Core to the intelligent communications vision is Teams, which will morph from a mechanism for group chat into an Office 365 teamwork hub that brings together conversations, meetings, content, Office applications, and third-party integrations (read related article, "From UC to Team Collaboration to Digital Work Hub?"). Teams is going to be the "hero experience," Ben Canning, director of product management for Teams and Skype for Business," told me during a briefing.
"Intelligent communications is really all about going beyond just making the connection between people and making the whole experience of communications and collaboration more productive through the integration of intelligence," he said.
That intelligence will improve the entire lifecycle of a meeting, pulling insights and data from Microsoft Graph, for example. Prior to a meeting in Teams, a cognitive engine might deliver meeting content or information about participants.
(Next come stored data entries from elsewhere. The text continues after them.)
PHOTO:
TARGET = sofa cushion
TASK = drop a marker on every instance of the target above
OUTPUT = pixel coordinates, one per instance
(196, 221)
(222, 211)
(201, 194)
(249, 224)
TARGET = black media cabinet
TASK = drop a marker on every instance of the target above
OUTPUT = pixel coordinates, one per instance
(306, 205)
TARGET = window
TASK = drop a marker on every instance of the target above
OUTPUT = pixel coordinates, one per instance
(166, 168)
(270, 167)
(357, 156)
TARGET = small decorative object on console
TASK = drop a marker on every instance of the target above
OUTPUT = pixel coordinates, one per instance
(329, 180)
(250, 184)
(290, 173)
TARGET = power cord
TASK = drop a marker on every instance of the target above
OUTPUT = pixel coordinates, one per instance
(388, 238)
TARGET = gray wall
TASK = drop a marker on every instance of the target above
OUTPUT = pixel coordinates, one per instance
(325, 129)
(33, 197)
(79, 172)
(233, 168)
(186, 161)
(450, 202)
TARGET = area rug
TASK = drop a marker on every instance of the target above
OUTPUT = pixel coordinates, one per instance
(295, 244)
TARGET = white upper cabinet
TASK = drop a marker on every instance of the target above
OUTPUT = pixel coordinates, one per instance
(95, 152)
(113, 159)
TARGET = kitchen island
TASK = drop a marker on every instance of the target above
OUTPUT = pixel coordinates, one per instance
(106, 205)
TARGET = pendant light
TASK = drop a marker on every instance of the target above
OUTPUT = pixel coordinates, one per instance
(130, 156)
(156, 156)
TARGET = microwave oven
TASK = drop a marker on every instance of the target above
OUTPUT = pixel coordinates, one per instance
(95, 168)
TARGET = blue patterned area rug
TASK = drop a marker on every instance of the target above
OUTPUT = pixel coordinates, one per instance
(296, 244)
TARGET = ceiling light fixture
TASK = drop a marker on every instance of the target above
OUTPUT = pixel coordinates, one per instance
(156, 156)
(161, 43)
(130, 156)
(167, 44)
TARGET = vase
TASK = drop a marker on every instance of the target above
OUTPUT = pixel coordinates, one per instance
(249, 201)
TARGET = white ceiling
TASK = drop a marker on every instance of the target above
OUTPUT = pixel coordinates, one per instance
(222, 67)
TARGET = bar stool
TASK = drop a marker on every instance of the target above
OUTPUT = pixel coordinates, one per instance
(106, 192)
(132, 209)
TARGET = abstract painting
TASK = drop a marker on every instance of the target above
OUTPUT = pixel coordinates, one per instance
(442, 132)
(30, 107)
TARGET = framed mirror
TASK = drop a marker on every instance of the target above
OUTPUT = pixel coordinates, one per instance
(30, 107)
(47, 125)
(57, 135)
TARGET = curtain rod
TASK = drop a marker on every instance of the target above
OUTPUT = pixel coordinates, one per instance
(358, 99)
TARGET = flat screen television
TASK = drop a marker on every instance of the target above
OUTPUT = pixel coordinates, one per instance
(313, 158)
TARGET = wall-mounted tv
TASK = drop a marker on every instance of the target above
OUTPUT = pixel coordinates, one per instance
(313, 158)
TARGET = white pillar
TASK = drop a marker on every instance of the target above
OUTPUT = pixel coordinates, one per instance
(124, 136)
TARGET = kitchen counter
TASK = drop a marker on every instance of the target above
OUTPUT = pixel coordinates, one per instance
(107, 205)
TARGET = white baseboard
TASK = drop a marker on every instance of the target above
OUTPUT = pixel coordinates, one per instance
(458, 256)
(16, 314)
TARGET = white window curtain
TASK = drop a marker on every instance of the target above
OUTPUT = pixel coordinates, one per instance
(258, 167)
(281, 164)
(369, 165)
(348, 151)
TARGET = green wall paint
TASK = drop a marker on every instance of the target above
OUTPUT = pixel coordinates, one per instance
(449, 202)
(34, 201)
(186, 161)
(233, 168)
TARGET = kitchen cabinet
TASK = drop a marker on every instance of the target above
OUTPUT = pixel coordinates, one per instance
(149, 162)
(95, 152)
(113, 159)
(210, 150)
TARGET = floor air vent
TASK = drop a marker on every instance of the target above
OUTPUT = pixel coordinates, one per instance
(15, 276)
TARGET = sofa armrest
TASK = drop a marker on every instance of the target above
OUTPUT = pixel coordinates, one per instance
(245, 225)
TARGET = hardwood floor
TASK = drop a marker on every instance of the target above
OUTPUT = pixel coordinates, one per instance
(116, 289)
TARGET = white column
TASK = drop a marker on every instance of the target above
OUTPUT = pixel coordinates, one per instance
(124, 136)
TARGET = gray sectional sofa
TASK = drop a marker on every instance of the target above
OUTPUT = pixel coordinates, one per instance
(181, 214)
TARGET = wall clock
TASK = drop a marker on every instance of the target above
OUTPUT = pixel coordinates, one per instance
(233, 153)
During the meeting, it might provide translation or transcription of meeting content, time-coded and using voice recognition to identify speakers, and then afterwards disseminate meeting notes to participants and index content for search (read related article, "It's About the Meeting, Not the Product).
Microsoft will be able to achieve this because of its flexible microservices architecture built on the Azure cloud and media delivery network hardened by the billions of minutes of traffic going across the Skype consumer service monthly, Canning said. Additionally, because Teams is built on top of Office 365, actions like creating a channel or joining a group pass into the Office 365 substrate and become part of the audit log -- which is quite important for compliance purposes, he noted. Likewise, Teams can serve up suggestions on groups and contacts based on what it knows about you and your interactions culled from Microsoft Graph.
Following a Path to Teams
By mid-October, Microsoft intends to share a roadmap showing the feature progression in Teams and delineating at what point Teams reaches functional equivalency with Skype for Business across various capabilities, Canning said. The company is focusing development efforts in several key areas, he added:
- Ensuring interoperability between Skype for Business Online and Teams. "If you're in Skype for Business and I'm in Teams, I will be able to see your presence and you will be able to see mine. We'll be able to chat, and make calls back and forth."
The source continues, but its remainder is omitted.